1

I wrote a simple python script just to view the page source of a website.The website is https://kissanime.to. I am using the following small piece of code.

    import urllib2
    url = 'https://kissanime.to'
    link = urllib2.urlopen(url)
    print link

However the above process is not working and is showing the error message as follows

HTTP Error 403 : Forbidden

i tried a finding a solution to the above problem in the community and came up with this :-

     import urllib2
     url = 'https://kissanime.to'
     link1 = urllib2.Request(url,headers = {'User-Agent' : "Magic Browser"})
     link2 = urllib2.urlopen(link1)

However the above method also fails and now i am getting the error:-

HTTP Error 503 : Service Temporarily Unavailable

Is there any kind of workaround to this problem? I am all new to this web-crawling features of python. please help.

soumya dubey
  • 63
  • 1
  • 1
  • 10
  • My guess is the user agent is your problem - the site is blocking you. This is probably a duplicate of: http://stackoverflow.com/questions/28396036/python-3-4-urllib-request-error-http-403 – Jeff Jun 28 '16 at 14:20
  • so what would be the solution to the problem? – soumya dubey Jun 28 '16 at 14:22
  • It's in the link I provided. You have to specify a user agent that the site accepts. – Jeff Jun 28 '16 at 14:22
  • and that would be the version and the name of the browser i am using? i am using python 2.7.10 . sorry for asking very basic questions but it is all very new to me. – soumya dubey Jun 28 '16 at 14:24
  • No problem, web scraping is a bit of art and a bit of science. There's no one right user agent, but you can easily find out your own by just googling "find my browsers user agent", then make that the user agent for your program. It's just a string that contains the information. – Jeff Jun 28 '16 at 14:28
  • i tried providing the user agent yet it still shows `HTTP Error 503 : Service Temporarily Unavailable` i am using python 2.7.10 , is that the problem? – soumya dubey Jun 28 '16 at 14:37
  • Looks like they're too clever in blocking automated access then.
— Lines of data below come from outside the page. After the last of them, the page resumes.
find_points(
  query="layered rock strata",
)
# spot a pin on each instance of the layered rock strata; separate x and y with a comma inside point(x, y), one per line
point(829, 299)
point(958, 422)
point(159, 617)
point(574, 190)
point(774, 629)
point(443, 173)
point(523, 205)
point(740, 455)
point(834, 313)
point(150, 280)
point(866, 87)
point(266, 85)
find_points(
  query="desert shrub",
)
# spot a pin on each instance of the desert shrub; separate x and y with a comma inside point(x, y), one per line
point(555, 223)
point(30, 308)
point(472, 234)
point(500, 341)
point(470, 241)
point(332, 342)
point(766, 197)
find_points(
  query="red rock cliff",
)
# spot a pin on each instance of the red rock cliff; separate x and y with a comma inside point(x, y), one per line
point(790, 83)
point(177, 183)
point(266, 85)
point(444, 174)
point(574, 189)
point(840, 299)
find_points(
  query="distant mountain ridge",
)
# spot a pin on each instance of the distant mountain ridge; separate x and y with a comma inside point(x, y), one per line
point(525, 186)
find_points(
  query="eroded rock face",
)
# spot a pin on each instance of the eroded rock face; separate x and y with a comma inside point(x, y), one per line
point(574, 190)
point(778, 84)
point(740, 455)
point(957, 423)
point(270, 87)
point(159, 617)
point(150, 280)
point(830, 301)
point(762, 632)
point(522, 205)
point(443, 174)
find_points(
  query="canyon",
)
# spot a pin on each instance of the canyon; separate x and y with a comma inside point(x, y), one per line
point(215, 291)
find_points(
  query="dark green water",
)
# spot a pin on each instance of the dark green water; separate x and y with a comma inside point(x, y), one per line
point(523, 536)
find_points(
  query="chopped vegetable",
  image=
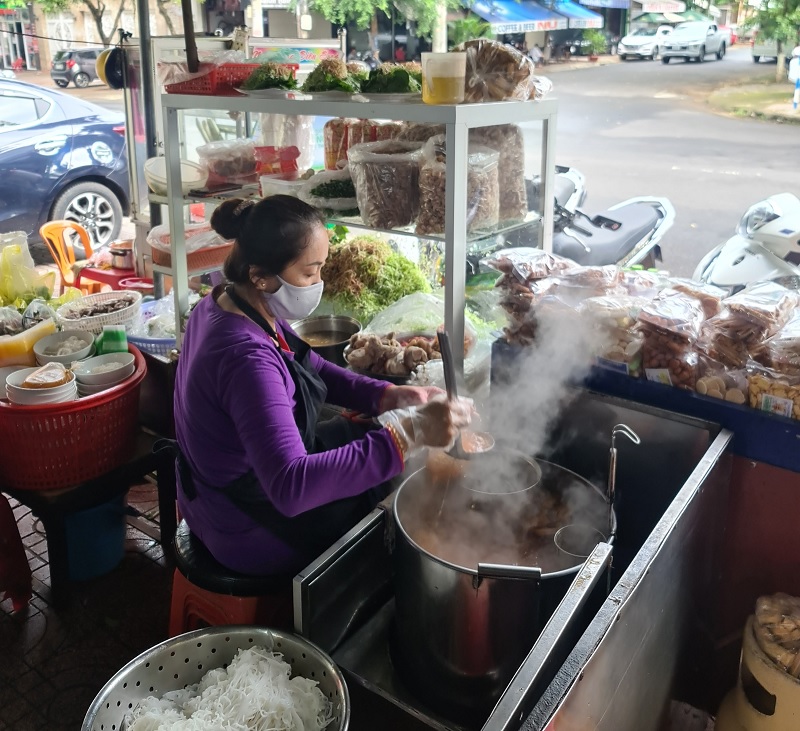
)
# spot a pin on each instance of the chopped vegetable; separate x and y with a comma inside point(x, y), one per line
point(335, 189)
point(391, 79)
point(331, 75)
point(364, 276)
point(270, 76)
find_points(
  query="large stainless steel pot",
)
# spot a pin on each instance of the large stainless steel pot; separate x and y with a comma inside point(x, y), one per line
point(463, 627)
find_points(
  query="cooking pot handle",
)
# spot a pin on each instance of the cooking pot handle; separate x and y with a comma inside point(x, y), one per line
point(503, 571)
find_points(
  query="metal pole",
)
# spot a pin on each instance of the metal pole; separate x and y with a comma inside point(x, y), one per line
point(188, 31)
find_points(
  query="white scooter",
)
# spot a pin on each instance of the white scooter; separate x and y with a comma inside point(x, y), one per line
point(766, 247)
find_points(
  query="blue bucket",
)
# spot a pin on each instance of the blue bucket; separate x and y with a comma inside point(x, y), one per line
point(96, 539)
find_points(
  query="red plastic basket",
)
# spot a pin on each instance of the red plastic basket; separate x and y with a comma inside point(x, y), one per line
point(220, 79)
point(53, 447)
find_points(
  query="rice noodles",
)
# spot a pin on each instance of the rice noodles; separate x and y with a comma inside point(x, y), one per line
point(254, 693)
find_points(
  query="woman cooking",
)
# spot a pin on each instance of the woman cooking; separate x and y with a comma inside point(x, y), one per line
point(265, 486)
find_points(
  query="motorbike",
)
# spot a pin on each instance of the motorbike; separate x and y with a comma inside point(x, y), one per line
point(765, 247)
point(626, 234)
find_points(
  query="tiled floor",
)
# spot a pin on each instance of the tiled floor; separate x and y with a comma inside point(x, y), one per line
point(53, 663)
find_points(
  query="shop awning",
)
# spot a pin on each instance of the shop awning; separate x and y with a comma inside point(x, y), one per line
point(510, 16)
point(663, 6)
point(616, 4)
point(577, 15)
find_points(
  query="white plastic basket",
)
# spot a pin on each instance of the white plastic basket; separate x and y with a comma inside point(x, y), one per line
point(154, 346)
point(126, 317)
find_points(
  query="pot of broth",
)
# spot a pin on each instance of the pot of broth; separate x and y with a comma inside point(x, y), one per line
point(478, 573)
point(328, 335)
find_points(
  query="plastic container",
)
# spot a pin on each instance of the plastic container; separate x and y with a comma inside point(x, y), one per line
point(443, 77)
point(217, 80)
point(58, 446)
point(155, 173)
point(95, 539)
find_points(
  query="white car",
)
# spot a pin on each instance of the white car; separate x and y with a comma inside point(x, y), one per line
point(693, 41)
point(643, 43)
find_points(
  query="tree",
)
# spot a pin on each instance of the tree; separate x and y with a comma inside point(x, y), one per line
point(780, 21)
point(422, 12)
point(97, 9)
point(468, 28)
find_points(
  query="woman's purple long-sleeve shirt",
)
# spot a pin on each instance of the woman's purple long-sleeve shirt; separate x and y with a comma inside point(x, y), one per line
point(234, 411)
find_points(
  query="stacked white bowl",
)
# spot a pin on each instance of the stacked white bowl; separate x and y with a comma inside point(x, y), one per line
point(97, 374)
point(45, 347)
point(38, 396)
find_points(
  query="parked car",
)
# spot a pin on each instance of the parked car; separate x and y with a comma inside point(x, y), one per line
point(643, 43)
point(693, 41)
point(767, 48)
point(75, 65)
point(61, 158)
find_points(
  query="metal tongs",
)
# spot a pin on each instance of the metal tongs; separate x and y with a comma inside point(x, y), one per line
point(450, 386)
point(626, 431)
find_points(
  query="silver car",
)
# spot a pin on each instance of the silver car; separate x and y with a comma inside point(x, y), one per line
point(643, 43)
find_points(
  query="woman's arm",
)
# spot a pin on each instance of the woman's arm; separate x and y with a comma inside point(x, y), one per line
point(254, 393)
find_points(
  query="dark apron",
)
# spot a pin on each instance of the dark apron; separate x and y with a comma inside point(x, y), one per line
point(312, 532)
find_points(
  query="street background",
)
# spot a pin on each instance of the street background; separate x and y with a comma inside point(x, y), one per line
point(643, 128)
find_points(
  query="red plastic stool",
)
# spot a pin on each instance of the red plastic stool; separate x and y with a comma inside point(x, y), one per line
point(206, 594)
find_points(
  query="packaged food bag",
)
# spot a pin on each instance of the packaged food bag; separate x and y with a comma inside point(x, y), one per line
point(386, 177)
point(483, 197)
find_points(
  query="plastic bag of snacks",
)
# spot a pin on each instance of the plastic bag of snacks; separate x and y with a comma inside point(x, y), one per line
point(777, 630)
point(386, 177)
point(719, 381)
point(279, 130)
point(528, 264)
point(229, 161)
point(483, 202)
point(497, 71)
point(622, 343)
point(642, 283)
point(670, 324)
point(335, 139)
point(331, 190)
point(758, 312)
point(710, 297)
point(360, 131)
point(508, 140)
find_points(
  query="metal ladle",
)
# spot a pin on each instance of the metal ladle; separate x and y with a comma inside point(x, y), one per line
point(626, 431)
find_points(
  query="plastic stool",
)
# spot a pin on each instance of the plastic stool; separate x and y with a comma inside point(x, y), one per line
point(206, 594)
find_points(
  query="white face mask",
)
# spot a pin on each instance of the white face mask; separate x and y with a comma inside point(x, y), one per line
point(294, 303)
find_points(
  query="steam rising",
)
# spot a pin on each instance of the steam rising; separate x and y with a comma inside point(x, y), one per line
point(452, 516)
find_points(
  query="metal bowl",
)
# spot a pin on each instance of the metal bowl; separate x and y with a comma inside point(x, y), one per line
point(183, 660)
point(336, 330)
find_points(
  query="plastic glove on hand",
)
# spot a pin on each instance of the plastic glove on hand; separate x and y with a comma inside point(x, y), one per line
point(435, 424)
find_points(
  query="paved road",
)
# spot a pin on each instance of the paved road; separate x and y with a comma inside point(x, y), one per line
point(642, 128)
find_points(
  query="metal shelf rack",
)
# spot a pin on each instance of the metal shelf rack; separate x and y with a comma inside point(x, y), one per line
point(457, 120)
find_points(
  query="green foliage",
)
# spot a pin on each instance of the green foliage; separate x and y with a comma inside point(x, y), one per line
point(360, 12)
point(779, 20)
point(468, 28)
point(597, 41)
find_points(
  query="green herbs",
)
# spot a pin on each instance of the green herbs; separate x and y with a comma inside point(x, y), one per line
point(364, 276)
point(335, 189)
point(391, 79)
point(331, 75)
point(270, 76)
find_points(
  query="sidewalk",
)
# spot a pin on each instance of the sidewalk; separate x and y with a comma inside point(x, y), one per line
point(577, 62)
point(96, 92)
point(770, 101)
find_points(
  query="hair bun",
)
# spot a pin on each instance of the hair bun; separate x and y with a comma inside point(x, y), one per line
point(229, 218)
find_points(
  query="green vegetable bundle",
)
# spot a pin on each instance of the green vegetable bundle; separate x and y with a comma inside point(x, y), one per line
point(331, 75)
point(364, 276)
point(392, 79)
point(270, 76)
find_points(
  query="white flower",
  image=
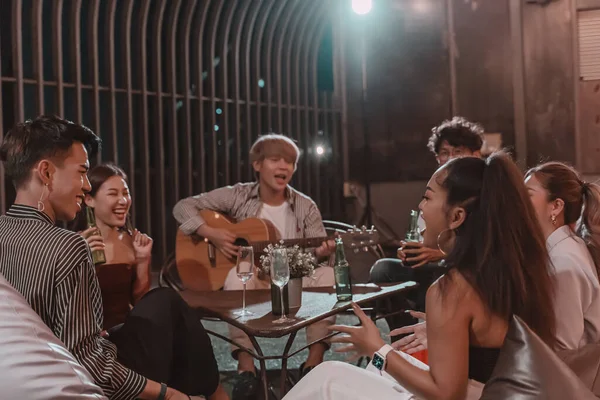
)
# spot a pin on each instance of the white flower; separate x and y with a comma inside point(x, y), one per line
point(301, 263)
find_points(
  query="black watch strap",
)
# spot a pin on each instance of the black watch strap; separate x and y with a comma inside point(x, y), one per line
point(163, 392)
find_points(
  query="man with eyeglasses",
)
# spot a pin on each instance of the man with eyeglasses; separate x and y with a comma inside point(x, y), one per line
point(453, 138)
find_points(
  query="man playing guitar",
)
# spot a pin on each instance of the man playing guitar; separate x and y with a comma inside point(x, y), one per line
point(295, 215)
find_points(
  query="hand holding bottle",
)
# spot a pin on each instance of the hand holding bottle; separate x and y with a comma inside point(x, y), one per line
point(94, 239)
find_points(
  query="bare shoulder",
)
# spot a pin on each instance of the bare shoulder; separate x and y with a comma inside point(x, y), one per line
point(450, 296)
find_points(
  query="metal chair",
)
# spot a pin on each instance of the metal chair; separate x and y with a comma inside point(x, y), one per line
point(168, 276)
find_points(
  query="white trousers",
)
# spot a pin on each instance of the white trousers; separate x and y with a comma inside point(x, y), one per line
point(334, 380)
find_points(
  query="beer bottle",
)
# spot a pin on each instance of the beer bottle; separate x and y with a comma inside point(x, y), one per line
point(98, 256)
point(343, 285)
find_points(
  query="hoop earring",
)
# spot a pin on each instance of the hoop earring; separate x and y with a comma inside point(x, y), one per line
point(438, 241)
point(41, 205)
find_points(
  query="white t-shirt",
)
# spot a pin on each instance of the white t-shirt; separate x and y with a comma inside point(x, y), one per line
point(281, 216)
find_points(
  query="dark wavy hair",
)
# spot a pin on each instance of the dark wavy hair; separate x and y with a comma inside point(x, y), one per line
point(500, 248)
point(46, 136)
point(458, 132)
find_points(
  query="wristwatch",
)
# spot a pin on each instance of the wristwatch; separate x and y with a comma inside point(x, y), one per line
point(380, 357)
point(163, 392)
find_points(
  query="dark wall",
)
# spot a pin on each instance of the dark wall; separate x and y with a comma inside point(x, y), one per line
point(430, 59)
point(549, 82)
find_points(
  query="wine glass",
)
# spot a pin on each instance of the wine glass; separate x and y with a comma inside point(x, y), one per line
point(280, 276)
point(245, 270)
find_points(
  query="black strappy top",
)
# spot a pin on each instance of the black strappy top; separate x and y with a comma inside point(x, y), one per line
point(482, 361)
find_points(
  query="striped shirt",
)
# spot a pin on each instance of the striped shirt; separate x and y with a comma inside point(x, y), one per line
point(242, 201)
point(52, 268)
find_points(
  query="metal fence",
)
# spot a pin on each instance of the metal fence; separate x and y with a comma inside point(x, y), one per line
point(177, 89)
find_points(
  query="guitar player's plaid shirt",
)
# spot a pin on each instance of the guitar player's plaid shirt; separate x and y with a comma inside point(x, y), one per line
point(242, 201)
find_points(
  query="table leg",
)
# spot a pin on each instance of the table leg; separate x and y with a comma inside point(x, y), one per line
point(284, 359)
point(263, 366)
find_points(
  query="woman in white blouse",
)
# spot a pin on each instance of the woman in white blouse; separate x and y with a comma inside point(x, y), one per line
point(568, 211)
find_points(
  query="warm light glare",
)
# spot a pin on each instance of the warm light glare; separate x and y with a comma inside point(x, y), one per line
point(422, 6)
point(362, 7)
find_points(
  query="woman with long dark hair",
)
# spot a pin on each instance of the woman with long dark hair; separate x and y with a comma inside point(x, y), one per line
point(161, 337)
point(478, 212)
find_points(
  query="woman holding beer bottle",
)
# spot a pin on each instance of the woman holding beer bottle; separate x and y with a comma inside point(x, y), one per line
point(156, 333)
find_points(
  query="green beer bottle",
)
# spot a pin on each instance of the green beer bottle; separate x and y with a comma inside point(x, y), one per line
point(343, 285)
point(98, 256)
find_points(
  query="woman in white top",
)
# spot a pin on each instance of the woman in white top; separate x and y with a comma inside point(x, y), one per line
point(568, 211)
point(490, 278)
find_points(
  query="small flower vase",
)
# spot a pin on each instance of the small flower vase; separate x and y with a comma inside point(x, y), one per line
point(276, 299)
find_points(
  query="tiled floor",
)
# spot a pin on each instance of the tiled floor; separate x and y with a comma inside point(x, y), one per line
point(228, 366)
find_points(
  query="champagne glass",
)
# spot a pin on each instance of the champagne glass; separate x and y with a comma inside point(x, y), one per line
point(245, 271)
point(280, 276)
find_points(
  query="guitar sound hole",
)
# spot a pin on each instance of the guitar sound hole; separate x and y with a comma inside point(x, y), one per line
point(241, 242)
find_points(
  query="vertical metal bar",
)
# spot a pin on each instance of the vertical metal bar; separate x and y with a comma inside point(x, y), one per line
point(326, 112)
point(38, 58)
point(17, 52)
point(172, 85)
point(2, 183)
point(574, 21)
point(187, 154)
point(453, 53)
point(225, 76)
point(110, 66)
point(298, 50)
point(248, 76)
point(290, 10)
point(200, 150)
point(236, 88)
point(142, 53)
point(516, 33)
point(340, 75)
point(307, 121)
point(94, 14)
point(299, 21)
point(213, 95)
point(128, 87)
point(58, 58)
point(252, 82)
point(337, 156)
point(159, 121)
point(314, 58)
point(76, 52)
point(269, 60)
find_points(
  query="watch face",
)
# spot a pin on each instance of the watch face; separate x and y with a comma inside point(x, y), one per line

You might have better luck with the `requests` library, or `mechanize`. They have some more tools for identifying yourself as legit. – Jeff Jun 28 '16 at 14:39

1 Answers1

1

Checked out the website, it makes you wait for 5 seconds while it does something before displaying any of it's main content.

I used the requests module, to get at this initial page that says "Wait 5 seconds":

import requests

r = requests.get("https://kissanime.to/")

# Throws an Insecure Platform warning on certain versions of python

print r.content

However, depending on what exactly you wish to scrape you can start by looking under the hood to comprehend how the site was built and devise a strategy for scraping the content you desire.

I must say having looked at the Network calls made in the site, it is pretty stubborn in that every call has tons of parameters and cookies embedded in them.

What specifically are you looking to scrape from this website?

Also, the server is returning 503 when it shows the initial page that says "Wait 5 seconds..."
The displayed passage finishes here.